Skylight / July 8, 2018 / Baptiste Allain
The acrylic dome is typically mounted in an aluminum frame which is in turn mounted on a box called a "curb." Once the hole is cut in the roof to the manufacturers specifications the curb is typically constructed on-site to raise the skylight above the level of the roof sheathing. Site-built or factory-supplied flashings are used to seal the roofing around the curb. Domed skylights are available in clear smoked bronze or other tints. Some domed plastic skylights are flush mounted which means that the lens piece and flashing piece are both made of plastic and then placed on the roof without a curb. The problem with this type is that they are loud and very susceptible to leakage.

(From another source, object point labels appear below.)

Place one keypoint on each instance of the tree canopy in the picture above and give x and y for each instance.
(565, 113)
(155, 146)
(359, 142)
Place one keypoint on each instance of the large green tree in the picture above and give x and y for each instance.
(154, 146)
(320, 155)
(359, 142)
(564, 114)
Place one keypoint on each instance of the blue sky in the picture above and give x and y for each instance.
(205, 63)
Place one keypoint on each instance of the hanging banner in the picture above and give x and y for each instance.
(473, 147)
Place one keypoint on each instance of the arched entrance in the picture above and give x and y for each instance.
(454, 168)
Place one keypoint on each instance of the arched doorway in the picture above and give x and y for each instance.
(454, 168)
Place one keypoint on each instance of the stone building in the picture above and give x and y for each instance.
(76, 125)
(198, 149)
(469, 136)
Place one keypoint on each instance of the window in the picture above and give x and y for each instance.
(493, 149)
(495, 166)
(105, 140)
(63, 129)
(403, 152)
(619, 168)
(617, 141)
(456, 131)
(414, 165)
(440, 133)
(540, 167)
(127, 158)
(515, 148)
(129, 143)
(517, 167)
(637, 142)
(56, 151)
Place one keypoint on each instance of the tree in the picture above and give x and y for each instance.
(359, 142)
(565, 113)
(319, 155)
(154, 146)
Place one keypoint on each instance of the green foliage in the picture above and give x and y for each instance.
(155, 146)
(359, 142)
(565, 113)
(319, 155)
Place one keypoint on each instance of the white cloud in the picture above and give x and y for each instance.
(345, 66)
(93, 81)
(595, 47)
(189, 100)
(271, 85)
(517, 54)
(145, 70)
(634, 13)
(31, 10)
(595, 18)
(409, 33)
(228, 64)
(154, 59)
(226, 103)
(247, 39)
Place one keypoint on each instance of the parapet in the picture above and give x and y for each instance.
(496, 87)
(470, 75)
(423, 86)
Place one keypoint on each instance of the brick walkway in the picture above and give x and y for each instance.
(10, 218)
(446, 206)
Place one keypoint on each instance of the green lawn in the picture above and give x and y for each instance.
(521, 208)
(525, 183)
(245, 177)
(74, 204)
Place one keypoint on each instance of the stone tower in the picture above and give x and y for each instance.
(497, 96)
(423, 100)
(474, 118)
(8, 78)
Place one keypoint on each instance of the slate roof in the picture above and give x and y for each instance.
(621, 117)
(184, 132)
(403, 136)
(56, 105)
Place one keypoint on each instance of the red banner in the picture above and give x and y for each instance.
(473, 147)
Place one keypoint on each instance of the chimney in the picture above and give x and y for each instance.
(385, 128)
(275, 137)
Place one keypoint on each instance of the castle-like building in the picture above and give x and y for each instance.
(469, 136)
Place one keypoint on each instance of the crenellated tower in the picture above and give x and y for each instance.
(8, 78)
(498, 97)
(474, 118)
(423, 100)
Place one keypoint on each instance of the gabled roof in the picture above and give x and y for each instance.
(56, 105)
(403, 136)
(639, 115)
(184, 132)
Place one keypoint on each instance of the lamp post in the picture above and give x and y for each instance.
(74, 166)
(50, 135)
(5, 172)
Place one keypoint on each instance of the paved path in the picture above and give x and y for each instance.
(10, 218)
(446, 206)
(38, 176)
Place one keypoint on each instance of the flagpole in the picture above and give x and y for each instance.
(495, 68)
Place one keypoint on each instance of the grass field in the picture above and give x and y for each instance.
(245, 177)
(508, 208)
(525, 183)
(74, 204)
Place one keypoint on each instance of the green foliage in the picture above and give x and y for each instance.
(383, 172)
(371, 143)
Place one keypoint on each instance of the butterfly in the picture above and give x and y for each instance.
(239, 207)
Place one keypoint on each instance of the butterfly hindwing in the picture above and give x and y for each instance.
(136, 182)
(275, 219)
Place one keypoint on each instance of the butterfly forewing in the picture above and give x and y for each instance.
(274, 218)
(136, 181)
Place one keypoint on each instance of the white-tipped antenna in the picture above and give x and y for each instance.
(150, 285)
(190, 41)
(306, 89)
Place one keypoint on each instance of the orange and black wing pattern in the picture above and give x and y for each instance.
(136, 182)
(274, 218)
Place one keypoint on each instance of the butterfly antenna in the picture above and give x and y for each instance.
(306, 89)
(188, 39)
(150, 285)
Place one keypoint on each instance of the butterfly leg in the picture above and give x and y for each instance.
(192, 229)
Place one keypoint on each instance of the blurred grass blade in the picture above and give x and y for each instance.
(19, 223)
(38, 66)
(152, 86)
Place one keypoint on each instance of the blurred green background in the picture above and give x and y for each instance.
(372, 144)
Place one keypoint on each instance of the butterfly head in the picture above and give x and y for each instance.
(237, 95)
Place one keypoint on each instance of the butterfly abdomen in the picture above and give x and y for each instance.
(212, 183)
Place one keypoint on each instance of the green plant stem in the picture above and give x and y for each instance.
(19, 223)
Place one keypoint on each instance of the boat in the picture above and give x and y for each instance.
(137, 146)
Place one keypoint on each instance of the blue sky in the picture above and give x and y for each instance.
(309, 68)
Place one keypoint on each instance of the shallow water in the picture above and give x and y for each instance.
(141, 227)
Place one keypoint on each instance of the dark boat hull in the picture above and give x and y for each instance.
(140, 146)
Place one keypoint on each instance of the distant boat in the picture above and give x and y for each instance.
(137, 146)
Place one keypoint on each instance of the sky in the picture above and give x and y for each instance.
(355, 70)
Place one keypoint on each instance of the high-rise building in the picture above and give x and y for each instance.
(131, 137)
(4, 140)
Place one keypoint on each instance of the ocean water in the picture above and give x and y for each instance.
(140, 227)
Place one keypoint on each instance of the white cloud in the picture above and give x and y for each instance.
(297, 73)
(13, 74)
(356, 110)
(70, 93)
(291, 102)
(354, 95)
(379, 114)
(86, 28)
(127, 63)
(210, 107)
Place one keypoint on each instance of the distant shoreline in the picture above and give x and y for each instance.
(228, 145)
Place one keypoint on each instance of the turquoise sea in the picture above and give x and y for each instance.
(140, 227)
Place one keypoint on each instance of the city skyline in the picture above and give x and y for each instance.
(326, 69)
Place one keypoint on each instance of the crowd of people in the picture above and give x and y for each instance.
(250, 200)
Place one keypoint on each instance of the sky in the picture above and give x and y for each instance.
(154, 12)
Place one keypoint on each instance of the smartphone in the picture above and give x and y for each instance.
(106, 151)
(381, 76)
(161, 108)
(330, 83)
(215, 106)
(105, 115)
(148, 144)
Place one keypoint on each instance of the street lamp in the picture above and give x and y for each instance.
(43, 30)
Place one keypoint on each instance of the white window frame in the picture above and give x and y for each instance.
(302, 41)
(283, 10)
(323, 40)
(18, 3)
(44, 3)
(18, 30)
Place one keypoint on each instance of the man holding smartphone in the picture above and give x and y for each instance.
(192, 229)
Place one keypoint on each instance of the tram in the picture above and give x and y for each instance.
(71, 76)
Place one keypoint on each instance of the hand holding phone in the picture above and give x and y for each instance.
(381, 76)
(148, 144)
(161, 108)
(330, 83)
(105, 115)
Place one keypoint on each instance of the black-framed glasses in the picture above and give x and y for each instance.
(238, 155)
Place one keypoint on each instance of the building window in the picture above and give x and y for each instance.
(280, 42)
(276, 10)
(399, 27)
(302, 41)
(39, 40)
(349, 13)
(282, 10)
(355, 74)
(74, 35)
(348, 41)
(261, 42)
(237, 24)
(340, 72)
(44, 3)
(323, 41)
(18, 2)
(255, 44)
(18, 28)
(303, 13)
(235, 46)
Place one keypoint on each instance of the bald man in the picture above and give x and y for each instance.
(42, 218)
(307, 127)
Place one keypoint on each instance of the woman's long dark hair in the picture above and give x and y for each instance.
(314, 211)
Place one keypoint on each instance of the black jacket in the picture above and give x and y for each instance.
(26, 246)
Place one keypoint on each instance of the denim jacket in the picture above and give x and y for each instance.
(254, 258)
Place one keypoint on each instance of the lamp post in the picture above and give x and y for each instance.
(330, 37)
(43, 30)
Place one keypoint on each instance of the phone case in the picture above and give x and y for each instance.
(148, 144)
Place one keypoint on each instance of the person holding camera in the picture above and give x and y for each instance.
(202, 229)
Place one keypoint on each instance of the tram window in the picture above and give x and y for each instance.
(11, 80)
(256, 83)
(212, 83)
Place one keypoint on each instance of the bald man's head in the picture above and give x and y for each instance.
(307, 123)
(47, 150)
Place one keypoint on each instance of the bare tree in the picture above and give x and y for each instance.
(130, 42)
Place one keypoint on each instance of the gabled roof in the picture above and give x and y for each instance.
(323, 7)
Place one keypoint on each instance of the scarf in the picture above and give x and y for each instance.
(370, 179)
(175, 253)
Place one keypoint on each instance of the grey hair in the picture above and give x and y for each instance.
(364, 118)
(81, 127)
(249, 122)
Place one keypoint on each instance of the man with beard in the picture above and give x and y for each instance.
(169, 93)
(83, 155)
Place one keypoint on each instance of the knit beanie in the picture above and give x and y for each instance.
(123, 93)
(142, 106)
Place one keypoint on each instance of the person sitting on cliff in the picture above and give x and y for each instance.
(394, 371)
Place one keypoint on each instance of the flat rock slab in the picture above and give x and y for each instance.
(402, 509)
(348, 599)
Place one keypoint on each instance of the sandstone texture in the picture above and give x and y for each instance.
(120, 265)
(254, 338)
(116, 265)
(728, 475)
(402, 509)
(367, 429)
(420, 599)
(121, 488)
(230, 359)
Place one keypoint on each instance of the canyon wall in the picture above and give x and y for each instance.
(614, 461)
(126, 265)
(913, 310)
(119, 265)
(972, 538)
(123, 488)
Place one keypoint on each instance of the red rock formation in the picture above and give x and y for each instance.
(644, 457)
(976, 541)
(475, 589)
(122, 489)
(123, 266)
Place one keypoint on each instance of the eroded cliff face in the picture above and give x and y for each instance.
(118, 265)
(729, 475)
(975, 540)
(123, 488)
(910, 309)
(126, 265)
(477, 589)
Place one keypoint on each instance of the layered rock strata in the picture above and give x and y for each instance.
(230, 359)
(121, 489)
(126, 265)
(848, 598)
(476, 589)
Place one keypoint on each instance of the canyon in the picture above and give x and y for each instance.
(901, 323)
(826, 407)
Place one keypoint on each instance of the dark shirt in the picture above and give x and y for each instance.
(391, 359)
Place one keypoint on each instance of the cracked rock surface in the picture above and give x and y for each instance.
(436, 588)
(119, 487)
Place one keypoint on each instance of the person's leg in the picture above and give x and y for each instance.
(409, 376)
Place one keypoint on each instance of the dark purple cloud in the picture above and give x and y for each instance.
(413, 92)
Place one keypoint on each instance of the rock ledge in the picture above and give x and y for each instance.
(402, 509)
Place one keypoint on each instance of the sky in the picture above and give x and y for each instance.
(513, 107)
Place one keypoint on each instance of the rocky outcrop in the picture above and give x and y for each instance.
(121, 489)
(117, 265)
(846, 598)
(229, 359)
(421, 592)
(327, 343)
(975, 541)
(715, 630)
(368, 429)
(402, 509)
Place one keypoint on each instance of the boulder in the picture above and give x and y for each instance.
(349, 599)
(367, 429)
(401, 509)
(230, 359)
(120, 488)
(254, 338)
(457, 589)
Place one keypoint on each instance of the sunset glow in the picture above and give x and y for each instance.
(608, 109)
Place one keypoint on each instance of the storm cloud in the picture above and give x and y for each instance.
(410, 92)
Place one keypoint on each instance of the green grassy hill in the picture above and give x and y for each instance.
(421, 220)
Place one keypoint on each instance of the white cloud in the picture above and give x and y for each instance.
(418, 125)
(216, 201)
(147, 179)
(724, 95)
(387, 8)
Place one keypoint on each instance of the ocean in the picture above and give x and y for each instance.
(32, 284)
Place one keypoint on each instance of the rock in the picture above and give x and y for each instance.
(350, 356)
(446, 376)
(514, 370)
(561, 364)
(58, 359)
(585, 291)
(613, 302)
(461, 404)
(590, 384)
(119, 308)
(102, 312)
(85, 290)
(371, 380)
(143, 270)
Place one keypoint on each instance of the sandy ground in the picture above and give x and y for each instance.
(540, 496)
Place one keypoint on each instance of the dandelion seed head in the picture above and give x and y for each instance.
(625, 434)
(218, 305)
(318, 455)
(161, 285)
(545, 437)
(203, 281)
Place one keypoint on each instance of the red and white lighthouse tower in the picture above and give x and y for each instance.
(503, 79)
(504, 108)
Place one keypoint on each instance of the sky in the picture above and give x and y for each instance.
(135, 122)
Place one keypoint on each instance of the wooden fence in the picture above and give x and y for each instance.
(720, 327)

You will need to position and mark the opening on the ceiling after the skylight is installed. Take into consideration the size of the room and the amount of light you wish to bring in and select the size and position of the hole accordingly. Once the skylight is installed and the ceiling hole is cut its then a matter of connecting the two with the shaft which is typically constructed from 2x4 or 2x6 lumber. The angles involved typically require some tricky framing and is probably best left to an experienced carpenter. After the framing is completed the inside of the shaft is covered with wood or drywall and the attic side is insulated to minimize heat loss.
Before installing a skylight in your home you need to carefully evaluate what type of skylight will work best for you considering your specific requirements and how to install it in a way that it improves your homes energy efficiency. Its a sensible idea to evaluate the energy performance ratings of skylights based on the climate that you live in and the architectural design of your home. In the U.S. you can find labeled energy-efficient skylights which tell you the minimum energy performance rating criteria by climate. The physical dimensions of the skylight also greatly affect the lux level and temperature of the space it is being used for.